Daily Mass, rosary groups among the services offered by long-term care facilities

By 
  • August 31, 2011

TORONTO - Elodie Robichaud remembers well praying the rosary as a young girl and is pleased she is able to continue this tradition at Cardinal Ambrozic Houses of Providence.

Homes like Providence Healthcare help to nurture the spiritual lives of residents. Robichaud really appreciates that spiritual component of the community at the Toronto long-term care home. She considers the faith community there, which prays together and attends daily Mass, “family.”

“Being able to go to Mass every morning, it’s a big gift for us,” said Robichaud.

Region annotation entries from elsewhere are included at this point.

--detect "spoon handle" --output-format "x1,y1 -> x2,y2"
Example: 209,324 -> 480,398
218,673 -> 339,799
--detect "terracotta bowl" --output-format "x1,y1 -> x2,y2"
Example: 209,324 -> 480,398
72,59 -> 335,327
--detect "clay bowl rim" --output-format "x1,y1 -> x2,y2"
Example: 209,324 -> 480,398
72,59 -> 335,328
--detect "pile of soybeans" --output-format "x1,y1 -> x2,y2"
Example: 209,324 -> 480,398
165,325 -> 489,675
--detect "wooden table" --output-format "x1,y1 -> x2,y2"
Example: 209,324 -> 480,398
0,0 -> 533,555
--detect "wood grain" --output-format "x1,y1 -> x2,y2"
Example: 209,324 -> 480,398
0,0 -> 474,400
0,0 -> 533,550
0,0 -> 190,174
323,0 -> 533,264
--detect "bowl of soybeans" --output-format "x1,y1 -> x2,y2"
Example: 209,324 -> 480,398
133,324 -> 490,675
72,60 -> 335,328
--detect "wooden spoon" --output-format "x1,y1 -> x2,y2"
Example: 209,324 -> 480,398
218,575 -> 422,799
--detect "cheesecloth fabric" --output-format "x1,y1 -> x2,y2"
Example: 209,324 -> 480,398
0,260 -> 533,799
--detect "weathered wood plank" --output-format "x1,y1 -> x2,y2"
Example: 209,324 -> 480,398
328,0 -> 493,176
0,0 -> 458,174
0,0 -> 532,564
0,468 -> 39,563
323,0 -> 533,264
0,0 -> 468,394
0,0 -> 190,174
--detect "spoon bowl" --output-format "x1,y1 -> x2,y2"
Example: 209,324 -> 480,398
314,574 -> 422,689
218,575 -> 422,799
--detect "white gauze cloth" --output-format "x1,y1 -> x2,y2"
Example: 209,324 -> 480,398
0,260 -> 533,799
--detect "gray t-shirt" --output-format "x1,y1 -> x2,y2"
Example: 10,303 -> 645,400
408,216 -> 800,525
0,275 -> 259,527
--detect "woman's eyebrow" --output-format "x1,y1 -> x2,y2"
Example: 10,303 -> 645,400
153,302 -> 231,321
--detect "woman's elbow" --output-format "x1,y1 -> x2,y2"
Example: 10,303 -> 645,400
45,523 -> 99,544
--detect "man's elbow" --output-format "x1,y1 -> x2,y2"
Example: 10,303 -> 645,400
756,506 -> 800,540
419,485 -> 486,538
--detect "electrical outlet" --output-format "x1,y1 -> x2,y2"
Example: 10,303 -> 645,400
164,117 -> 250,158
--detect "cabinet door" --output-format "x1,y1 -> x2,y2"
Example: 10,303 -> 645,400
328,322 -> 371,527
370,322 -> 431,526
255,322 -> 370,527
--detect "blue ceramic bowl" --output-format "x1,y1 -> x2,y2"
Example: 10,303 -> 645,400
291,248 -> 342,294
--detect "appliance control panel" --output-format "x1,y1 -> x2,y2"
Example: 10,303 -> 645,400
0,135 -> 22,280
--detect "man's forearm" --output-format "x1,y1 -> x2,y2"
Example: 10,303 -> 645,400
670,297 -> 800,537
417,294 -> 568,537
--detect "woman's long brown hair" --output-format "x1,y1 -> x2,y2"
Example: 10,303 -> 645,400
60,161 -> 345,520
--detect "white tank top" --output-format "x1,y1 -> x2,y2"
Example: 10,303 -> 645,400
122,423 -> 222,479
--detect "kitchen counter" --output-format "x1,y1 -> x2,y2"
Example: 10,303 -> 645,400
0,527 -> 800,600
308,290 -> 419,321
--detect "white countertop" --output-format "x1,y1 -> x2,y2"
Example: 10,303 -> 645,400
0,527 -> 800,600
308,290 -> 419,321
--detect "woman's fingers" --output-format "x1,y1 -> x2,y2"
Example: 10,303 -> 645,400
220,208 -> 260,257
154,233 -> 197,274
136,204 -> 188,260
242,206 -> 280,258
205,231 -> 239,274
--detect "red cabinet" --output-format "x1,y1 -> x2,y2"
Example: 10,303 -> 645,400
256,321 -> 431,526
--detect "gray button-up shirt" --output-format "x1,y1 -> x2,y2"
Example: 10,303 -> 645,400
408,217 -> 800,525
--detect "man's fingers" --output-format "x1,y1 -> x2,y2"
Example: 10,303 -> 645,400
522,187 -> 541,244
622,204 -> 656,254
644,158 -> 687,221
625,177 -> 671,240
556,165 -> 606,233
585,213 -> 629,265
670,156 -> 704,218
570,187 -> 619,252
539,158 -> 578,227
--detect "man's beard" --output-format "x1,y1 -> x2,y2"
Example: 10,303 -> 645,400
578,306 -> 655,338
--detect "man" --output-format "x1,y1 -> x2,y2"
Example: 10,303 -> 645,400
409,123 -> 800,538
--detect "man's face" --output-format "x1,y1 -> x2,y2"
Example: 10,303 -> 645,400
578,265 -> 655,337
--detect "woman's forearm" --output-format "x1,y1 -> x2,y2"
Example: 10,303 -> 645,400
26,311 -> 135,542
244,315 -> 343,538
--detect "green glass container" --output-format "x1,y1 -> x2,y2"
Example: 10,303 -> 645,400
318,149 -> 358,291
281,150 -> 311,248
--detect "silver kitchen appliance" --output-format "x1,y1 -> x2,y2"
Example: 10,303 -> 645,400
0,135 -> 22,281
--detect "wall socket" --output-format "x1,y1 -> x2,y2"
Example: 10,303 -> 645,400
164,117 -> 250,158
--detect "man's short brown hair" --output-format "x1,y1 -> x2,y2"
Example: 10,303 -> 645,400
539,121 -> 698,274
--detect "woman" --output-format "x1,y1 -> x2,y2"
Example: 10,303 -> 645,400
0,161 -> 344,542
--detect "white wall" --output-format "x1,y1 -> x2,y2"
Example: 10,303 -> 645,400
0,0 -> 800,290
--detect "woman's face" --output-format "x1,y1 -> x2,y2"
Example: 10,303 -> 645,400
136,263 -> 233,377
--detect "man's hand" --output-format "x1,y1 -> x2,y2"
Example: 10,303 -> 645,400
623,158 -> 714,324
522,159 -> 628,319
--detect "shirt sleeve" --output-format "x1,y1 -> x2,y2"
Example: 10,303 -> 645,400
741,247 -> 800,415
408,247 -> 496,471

Robichaud, 86, and her husband Gaspard, 84, attend daily Mass and rosary group together.

The rosary group at Providence began about 25 years ago when resident Jack Scriven started volunteering. Scriven, 94, leads the group that has up to 40 people gathering every day at the chapel.

Meanwhile, fellow resident Basil Daniel (also affectionately known as “Number 4” because he leads the fourth decade of the rosary each day) agrees and says praying the rosary with the group after breakfast is “a great way to start the day.”

At Carmel Heights Seniors Residence in Mississauga, Ont., the spiritual needs of Catholic residents are also fulfilled.

Sr. Veronica Dobson says in addition to daily Mass, there is daily eucharistic adoration for the 33 residents. A priest also hears confession.

“When they come here (to the Mass), it means so much to them,” Dobson said.

Carmel Heights resident Doris Braganza directs the choir. Braganza, 77, a former Catholic elementary school teacher, has been at Carmel Heights for seven years. She says she enjoys living in a Catholic atmosphere where faith is an integral part of everyday life.

“The nuns are very giving and loving,” said Braganza.

For Sharon Leroux, a resident at St. Bernard’s Residence in Toronto, attending Mass and being a member of a faith-sharing group has also enriched her experience at a retirement residence.

“Daily Mass is a gift. I hadn’t been able to do that until I came here,” Leroux said.

“It’s keeping me focused on the spiritual aspect of my life. The Eucharist is the centre and everything flows from that.”  

Leroux added that other residents also value this spiritual component.

She recalls a day when the residence elevator was broken. But that didn’t dampen the faith of senior residents using walkers.

“(They) tried the stairs to get down there,” she said.

“It was quite a demonstration of faith.”